Massachusetts Institute of Technology researchers developed new technology, which enables the creation of biomarkers to diagnose cancer earlier, according to research published this week in the journal Nature Biotechnology.
Researchers, led by Sangeeta Bhatia, used nanoparticles--originally intended as imaging agents for tumors--to instead interact with enzymes known as proteases, MIT news reports. That interaction, in turn, creates biomarkers, detected in a patient's urine.
"Biomarkers are becoming increasingly important in the clinical management of complex diseases, yet our ability to discover new biomarkers remains limited by our dependence on endogenous molecules," the researchers say. "This approach of engineering synthetic biomarkers for multiplexed urinary monitoring should be broadly amenable to additional pathophysiological processes and point-of-care diagnostics."
The researchers successfully tested the ability of the nanoparticles to detect colorectal cancer in its early stages in mice.
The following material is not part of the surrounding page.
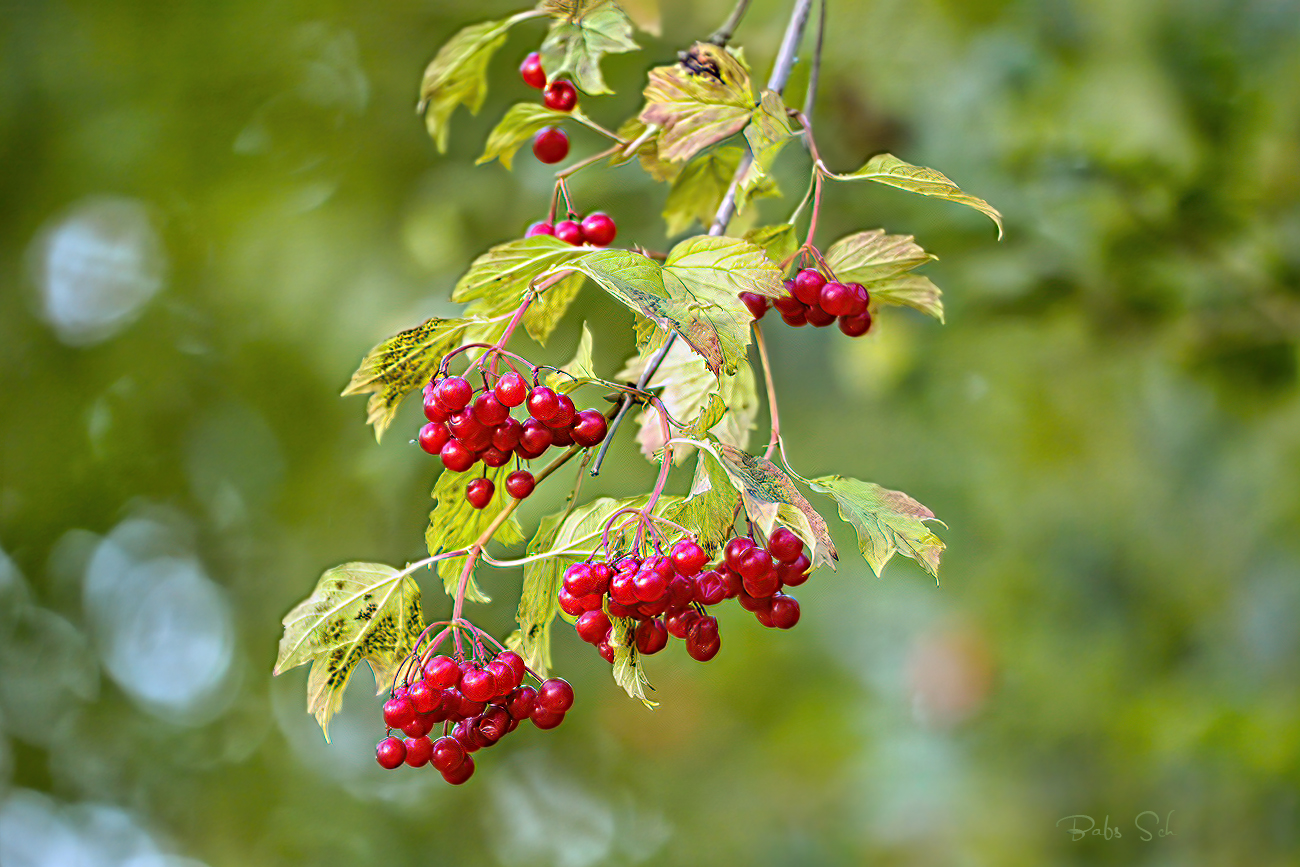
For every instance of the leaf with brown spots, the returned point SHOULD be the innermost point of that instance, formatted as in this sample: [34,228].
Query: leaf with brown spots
[358,611]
They also used the nanoparticles to monitor the profession of liver fibrosis.
Bhatia tells MIT news that trying to find biomarkers is a difficult process because, oftentimes, cancers turn out to be groups of several diseases with several genetic signatures.
"There's a desperate search for biomarkers, for early detection or disease prognosis, or looking at how the body responds to therapy," she says.
Researchers from Beth Israel Deaconess Medical Center contributed to the efforts.